In his doctoral dissertation on the economic decision making processes of large landowners in Colombia, Grunig developed the second variable of the theory, constraint recognition. Together, problem recognition and constraint recognition explained when and why people actively seek information. Later, Grunig added Herbert Krugman's concept of level of involvement to the theory to explain the difference between active communication behavior (information seeking) and passive communication behavior (information processing).

In his 1984 textbook, Managing Public Relations, and in a number of studies published before and after the textbook, Grunig further developed the theory from an explanation of individual communication behavior to a theory of publics-based in part on John Dewey's book, The Public and Its Problems.

== Development ==
Grunig and others who used the theory developed statistical methods through which the theory could be used to segment different kinds of publics and to explain the likely effects of communication for each public. Since that time the theory has been used widely in academic studies and to some extent in professional practice and research.
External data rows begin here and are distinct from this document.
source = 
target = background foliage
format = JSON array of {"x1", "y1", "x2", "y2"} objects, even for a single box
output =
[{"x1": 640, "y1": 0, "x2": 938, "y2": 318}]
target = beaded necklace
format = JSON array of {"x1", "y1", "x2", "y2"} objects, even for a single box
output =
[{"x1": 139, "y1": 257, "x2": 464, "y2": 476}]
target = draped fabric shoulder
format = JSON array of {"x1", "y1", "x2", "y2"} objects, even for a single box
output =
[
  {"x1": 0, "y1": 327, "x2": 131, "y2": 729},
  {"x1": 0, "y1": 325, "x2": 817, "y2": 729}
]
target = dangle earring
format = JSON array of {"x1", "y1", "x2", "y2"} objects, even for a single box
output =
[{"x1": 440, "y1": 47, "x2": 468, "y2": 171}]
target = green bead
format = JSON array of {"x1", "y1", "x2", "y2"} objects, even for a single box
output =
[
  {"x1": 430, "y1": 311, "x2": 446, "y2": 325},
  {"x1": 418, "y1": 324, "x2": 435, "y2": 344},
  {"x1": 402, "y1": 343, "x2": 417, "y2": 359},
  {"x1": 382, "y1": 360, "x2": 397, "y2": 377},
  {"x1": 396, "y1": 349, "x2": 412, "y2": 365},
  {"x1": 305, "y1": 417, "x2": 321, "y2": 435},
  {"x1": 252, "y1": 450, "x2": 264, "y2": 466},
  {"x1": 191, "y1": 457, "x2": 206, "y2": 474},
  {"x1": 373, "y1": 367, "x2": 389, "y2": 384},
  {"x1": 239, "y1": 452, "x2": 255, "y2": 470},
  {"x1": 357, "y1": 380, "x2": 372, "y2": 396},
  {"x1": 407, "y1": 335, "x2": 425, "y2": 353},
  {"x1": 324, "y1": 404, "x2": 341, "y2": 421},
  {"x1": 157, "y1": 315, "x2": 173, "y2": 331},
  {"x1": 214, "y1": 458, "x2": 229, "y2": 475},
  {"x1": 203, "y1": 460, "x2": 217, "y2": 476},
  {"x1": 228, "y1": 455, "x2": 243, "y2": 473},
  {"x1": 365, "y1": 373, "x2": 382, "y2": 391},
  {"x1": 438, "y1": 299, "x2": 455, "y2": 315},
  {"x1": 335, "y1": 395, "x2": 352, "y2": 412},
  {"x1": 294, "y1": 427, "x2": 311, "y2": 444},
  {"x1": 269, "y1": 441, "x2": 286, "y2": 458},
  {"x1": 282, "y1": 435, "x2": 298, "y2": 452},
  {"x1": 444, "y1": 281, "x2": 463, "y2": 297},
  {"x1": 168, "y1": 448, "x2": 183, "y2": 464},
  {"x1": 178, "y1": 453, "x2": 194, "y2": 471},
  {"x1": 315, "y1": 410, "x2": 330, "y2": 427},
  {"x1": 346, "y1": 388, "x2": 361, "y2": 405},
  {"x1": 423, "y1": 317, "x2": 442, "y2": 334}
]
The theory also resembles theories of consumer behavior, health communication, media exposure, and political communication popular in other domains of communication research. However, the situational theory of publics contains more variables and has a more developed system of measurement and analysis than these other theories. As a result, it is capable of subsuming many other theories.

== Extension ==
Although the situational theory was well developed by 1984, it has continued to be a growing and developing theory. It has been extended to explain why people join activist groups; internal and external dimensions have been identified for problem recognition, level of involvement, and constraint recognition; and research has been conducted to determine whether information campaigns (which generally are passively processed) can create publics.
Among them, some research on the situational theory has examined external and internal dimensions of the three independent variables (Grunig & Hon, 1988; Grunig, 1997). If the three concepts (problem recognition, constraint recognition and involvement), are internal (only perceived), then they could be changed by communication, and if they are external (real/actual), then “changes must be made in a person’s environment before his or her perceptions … and communication behavior will change” (Grunig, 1997, p. 25). Although only a few studies have focused on internal and external dimensions, findings have indicated that the distinction is worthy of further exploration (Grunig, 1997). In 2011, Jeong-Nam Kim and Grunig extended the theory to the situational theory of problem solving.